It takes so long to find your way as a painter. I have heard a lifetime. Though I have enjoyed many accomplishments, I feel that I have just now taken my first big step in understanding myself and what I want to paint and how I want to paint it.

I have heard that many judges of juried shows can tell if your work is sincere, and if it is not they will see through you and not select your work. I have no way of telling if this is true or not. But I hope from this time on that they see the sincerity on my work that only I can bring. It is me and no one else.

But what I can say is that one judge told me in a blanket statement in a show that I was part of was this: “ This is very much a Midwest show. It reflects a suburban idea of what art can be. There is no urban imagery and much that celebrates a nostalgic vision of an old-fashioned, rural America.” Thanks Owen Findsen. You are right. And though those words cut me and hurt so much, they where correct. Even the little portion that I was able to digest at that time, and more as time went on.

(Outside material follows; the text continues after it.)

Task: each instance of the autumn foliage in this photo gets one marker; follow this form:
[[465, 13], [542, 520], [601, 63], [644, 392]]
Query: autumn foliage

It was the very words I needed to here to help me discover what I was truly always inspired about as an American painter. It was just that, rural America. Like the great painters, though not all rural, I have always enjoyed, Grant Woods, Andrew Wyeth, Hopper and George Wesley Bellows that captured a glimpse of what America was like in these isolated areas of America. This was something that always inspired me since I came from a very rural area, mostly farming was all around me, and my fathers father was a farmer. We where brought up with what I believed where heartland morals that came out of the second World War when people believed strongly in America, the American people and the American way of life under God.

This is what I really wanted to paint as an American Oil Painter. Bringing our attention to good, handwork and physical life. A biscuit you could be smelled baking in the oven, made from scratch using ingredients available close at a farmers market or even better from your own farm. People who had and could show on their faces life, real life, that they themselves had lived.

Like the documentary photographers of the old Time Life magazines that showed us an unseen life some place in America and bringing it back to our attention.

What I was painting before was more of what I thought art should be as being more duplicates from what other painters had shown as their art. What I want to bring now is my perspective. My concerns. My life of who I am, how I was raised and all that inspires me about the gift of life we all share.